Никому все это — и Булгаков, и Шостакович, и даже Маяковский — не интересно, кроме тех же условных десяти тысяч на каждый крупный город. Тех, кто ходит на концерты, в театры, в музеи, тех, кто читает книги — не
покетбуковскую хрень из серии «Женский детектив», а настоящие книги, — их так мало, что ими можно пренебречь. Они варятся в собственной жизни, достаточно закрытой и редко пересекающейся с реальностью, общаются исключительно с членами своего круга и не выплескивают на окружающих свои невероятные идеи об изменении мироустройства так, чтобы вдруг всем стало хорошо.
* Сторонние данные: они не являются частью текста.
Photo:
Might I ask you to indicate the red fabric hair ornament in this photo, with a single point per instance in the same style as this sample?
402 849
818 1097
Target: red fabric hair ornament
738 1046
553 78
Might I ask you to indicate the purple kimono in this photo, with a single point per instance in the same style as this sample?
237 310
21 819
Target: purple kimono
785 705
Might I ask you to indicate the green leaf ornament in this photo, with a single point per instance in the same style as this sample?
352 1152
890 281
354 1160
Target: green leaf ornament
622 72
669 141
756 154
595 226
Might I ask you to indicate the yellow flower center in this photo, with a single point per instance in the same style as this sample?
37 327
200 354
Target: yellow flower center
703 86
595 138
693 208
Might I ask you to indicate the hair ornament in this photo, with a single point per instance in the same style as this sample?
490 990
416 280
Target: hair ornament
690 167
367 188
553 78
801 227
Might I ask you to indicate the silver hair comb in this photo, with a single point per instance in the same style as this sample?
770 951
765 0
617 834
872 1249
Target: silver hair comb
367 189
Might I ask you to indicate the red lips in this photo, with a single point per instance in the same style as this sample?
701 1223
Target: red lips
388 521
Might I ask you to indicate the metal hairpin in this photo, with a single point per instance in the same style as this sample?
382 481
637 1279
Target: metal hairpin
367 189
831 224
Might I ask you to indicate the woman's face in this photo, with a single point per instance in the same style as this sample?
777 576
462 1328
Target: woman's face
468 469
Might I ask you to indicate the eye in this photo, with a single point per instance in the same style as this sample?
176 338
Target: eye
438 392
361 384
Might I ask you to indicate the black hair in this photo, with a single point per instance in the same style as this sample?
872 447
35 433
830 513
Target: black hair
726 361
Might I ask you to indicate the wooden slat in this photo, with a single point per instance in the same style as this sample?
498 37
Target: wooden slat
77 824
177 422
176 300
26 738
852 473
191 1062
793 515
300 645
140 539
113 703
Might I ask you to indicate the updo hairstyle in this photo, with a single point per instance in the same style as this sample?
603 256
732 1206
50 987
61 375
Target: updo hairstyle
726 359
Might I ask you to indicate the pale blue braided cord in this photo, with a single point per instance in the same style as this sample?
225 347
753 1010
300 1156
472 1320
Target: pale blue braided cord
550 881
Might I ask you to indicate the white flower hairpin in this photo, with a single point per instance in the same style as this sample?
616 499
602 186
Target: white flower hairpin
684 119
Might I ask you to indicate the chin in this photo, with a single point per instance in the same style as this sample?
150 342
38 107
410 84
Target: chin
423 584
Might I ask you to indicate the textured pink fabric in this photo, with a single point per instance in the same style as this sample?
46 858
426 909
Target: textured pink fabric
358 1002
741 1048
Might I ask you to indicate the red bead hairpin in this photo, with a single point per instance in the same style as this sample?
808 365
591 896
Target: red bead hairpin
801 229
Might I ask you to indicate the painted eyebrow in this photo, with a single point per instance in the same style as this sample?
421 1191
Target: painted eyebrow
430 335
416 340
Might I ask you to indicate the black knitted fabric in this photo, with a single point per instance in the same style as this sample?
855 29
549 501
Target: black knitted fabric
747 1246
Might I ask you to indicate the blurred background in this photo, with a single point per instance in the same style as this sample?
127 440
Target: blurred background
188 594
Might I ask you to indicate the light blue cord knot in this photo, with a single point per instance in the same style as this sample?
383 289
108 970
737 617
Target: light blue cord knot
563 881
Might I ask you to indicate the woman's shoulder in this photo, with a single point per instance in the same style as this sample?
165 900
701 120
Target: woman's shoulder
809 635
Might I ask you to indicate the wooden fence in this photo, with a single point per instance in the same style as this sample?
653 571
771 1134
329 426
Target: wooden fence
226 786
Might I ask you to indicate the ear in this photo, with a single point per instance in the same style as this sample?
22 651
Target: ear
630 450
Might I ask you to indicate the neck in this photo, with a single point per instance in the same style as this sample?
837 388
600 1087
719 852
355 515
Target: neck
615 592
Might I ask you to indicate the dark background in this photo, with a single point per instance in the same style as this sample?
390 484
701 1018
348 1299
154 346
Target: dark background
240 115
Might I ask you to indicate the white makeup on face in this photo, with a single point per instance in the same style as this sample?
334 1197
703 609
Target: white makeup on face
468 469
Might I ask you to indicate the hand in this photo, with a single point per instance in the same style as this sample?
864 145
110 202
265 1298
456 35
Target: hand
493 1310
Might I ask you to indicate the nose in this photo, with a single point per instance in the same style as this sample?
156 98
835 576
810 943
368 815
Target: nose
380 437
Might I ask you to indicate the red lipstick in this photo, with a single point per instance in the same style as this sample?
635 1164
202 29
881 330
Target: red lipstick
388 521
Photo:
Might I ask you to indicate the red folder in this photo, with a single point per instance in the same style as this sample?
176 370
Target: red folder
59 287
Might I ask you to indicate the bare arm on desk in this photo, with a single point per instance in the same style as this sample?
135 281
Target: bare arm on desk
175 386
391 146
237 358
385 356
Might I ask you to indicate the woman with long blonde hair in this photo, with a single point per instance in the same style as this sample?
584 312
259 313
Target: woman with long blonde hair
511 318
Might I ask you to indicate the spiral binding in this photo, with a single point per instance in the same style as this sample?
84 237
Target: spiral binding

И это сейчас, при таком обилии информации и степени ее открытости, что, скажи нам о таких возможностях в семидесятых, мы бы все сочли это научной фантастикой.
Тогда же, в эпоху «начала» рок-музыки в СССР, любителей, ценителей и знатоков этой штуки было настолько мало, что, считай, и вовсе не было. Но ими не пренебрегали и время от времени давали поджопник-другой — то из комсомола выпрут, то с работы, то просто участковый нагрянет непонятно зачем и начнет спрашивать непонятно о чем и совершенно уж неясно для чего.
В Ленинграде жизнь шла своим тихим чередом, Сайгон — сейшен — Сайгон — Михайловский сад, где музицировали летом «Аквариум» и К° — в число К° входил и Майк, считавший тогда себя бас-гитаристом.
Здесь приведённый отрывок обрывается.